Tessalo alza la man per trarre un dardo,
     E dice armati pur di più fort’armi,
     Ch’io farò te col tuo mostro bugiardo,
     Se d’altro contra il mio ferir non t’armi;
     Volle snodare il braccio, ma fu tardo,
     Che tutti i membri suoi si fecer marmi,
     Co’l braccio destro alzato, che s’arretra,
     E co’l piè manco innanzi ei si fe pietra.

Neleo nel tempo istesso il Greco vede,
     Che con altr’arme à la vittoria aspira,
     E che mostra quel capo, e che si crede,
     Che debbia marmo far ciascun, che ’l mira;
     Vuol per girlo à ferire alzare il piede,
     E trova, che ’l gran peso abbasso il tira,
     E anchor l’ immarmorite, e stupid’ossa
     Mostran, che correr voglia, e che non possa.

Erice, ch’à quei due, c’havean la scorza
     Di marmo era vicino, e combattea
     Co’ soldati di Perseo, che per forza
     Con molti altri in quel canto entrar volea,
     Mentre, che chiama aiuto, e entrar si sforza,
     Vede stupidi i due, ch’appresso havea,
     Gli guarda, e vuol con man la prova farne,
     E in somma son di sasso, e non di carne.

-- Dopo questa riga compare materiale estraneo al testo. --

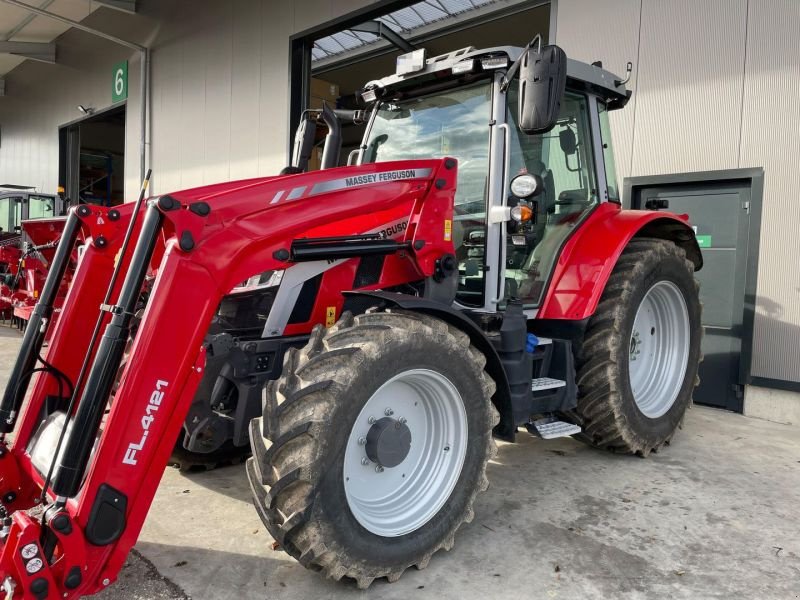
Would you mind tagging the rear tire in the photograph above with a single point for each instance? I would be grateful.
(300, 474)
(625, 405)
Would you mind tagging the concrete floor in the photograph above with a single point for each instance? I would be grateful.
(713, 516)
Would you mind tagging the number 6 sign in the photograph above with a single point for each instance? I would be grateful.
(119, 89)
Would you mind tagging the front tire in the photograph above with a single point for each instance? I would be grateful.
(637, 364)
(316, 475)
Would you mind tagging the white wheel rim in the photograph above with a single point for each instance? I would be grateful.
(401, 499)
(659, 349)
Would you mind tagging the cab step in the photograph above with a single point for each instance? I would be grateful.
(546, 383)
(549, 428)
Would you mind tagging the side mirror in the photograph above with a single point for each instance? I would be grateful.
(527, 186)
(542, 80)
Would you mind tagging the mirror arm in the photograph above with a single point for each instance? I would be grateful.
(509, 76)
(506, 158)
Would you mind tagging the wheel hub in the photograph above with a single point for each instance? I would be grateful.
(394, 487)
(388, 442)
(659, 349)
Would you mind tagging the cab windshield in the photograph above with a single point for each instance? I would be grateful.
(449, 123)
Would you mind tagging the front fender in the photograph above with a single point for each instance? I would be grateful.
(590, 254)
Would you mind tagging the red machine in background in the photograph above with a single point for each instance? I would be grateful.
(472, 274)
(24, 261)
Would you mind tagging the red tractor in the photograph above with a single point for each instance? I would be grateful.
(472, 273)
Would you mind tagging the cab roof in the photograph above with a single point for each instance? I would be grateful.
(580, 75)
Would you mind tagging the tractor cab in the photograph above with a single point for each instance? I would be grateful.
(20, 203)
(519, 195)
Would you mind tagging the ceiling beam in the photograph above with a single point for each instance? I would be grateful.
(128, 6)
(77, 25)
(34, 50)
(384, 31)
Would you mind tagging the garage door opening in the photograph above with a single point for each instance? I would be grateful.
(332, 63)
(92, 158)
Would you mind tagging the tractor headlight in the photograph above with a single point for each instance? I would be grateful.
(521, 213)
(262, 280)
(244, 311)
(525, 186)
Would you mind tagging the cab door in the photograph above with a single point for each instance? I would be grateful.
(565, 160)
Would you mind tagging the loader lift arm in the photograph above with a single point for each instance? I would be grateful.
(199, 244)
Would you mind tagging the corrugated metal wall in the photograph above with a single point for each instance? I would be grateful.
(716, 86)
(771, 138)
(219, 94)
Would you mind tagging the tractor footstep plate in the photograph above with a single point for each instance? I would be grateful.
(550, 428)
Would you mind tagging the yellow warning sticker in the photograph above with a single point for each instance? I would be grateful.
(330, 316)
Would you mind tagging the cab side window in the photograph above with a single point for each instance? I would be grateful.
(564, 160)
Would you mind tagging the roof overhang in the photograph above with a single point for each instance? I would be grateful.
(591, 78)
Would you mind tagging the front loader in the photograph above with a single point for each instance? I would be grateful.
(471, 274)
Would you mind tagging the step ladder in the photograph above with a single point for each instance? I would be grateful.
(541, 384)
(549, 428)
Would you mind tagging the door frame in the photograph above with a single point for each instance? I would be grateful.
(754, 177)
(69, 147)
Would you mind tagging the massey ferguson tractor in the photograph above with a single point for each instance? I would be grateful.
(472, 273)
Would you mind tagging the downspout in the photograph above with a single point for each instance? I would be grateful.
(144, 57)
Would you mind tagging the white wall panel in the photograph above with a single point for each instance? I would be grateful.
(771, 139)
(219, 94)
(246, 106)
(688, 109)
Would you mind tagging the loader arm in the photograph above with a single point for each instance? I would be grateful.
(190, 249)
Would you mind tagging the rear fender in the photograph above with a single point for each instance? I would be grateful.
(358, 301)
(589, 256)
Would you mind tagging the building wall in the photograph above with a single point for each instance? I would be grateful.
(219, 95)
(715, 87)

Si tira à dietro, e al ciel le mani alzando,
     Gli guarda, e dice. oh Dio, che cosa è questa?
     Ne vuoi far sassi, come fummo quando
     Deucalion ne fe la mortal vesta ?
     Et in quell’atto attonito parlando,
     Un marmo con le labra aperte resta,
     Con tese braccia, e stupefatte ciglia
     Guarda quei sassi, e se ne maraviglia.